British Film: The Ruling Class (1972) starring Peter O'Toole

 Of course there is nothing  funny at all about schizophrenia, but the awkwardness of a group of rich people faced with schizophrenia in the main heir to the house of Gurney might be.  And against the backdrop of trying to maintain the proprieties and traditions of British nobility, it can be.  The fact that Jack (Peter O'Toole) suffers the delusion that he is Jesus, the son of God, leads to some amusing dialogue.  He wears his hair long in the fashion of Jesus, he has installed a giant cross platform in the main hall of the house and goes up there to nap. 
His uncle and aunt and his adult son, who also live at the ancestral home, plot more or less openly to have Jack committed once they can get him to produce a male heir. 


The members of the household of the 14th Earl of Gurney are an adulterous bunch, the German psychiatrist, Herder, in the nearby insane asylum/ mental hospital is having an affair with the aunt.  The uncle offers up his mistress, Grace, as Jack's wife.  Jack and Grace are duly married in the Church of England with all the festivity one would expect. 
Meanwhile the manservant Tucker, a closet "Bolshie" who drinks too much,  is making snide remarks about the upper classes and seems to be Jack's only real friend.  

In time a male heir is born, also named Jack.  Now the uncle can spring his trap.  He calls over the psychiatric examiner to determine in his judgment whether Jack is insane or not.   However Jack has suddenly and seemingly "recovered" from his delusions that he is Jesus, owing to a staged confrontation with another mental patient who also thinks of himself as God.  This is effected with the help of the asylum director Herder who brings this lunatic along with two dark suited men to restrain him during a thunderstorm.  It seems to work.
 The next day, Jack is shorn of his Jesus locks, the beard, and is apparently recovered.  He now calls himself "Jack" which is his given name and seems ready and willing to assume his new duties as the 14th Earl of Gurney.   

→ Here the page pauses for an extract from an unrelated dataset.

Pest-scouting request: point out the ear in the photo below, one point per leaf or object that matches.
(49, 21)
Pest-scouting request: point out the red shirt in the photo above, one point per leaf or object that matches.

It gradually becomes clear that Jack is not "recovered" at all.  Unfortunately Jack has merely traded one delusional identity as Jesus for another, that of "Jack the Ripper".
  As the Earl he is accepted along with his now harsh views of criminal justice and the best way to quell civil disorder.  Whereas Jesus was the Prince of Peace and the God of Love,  Jack is none of this.    However as a stodgy conservative in the House of Lords he fits right in.  His young wife is truly in love with him, his aunt is in love with him, and that's too bad, because he's Jack the Ripper and he murders them both.  End of story.

Clearly this is not the kind of film you would take a date to, expecting to score the late innings.  It is funny and even brilliant in parts, but the frequent swings between stark realism and whimsy (and even song and dance) is liable to cause the viewer to suffer from plot whiplash.   Are we watching a story of a madman or are we going mad ourselves?  Meanwhile the fox during the fox hunt pauses to relieve itself against a tree.

Harlaxton Manor, which is now owned by the University of Evansville.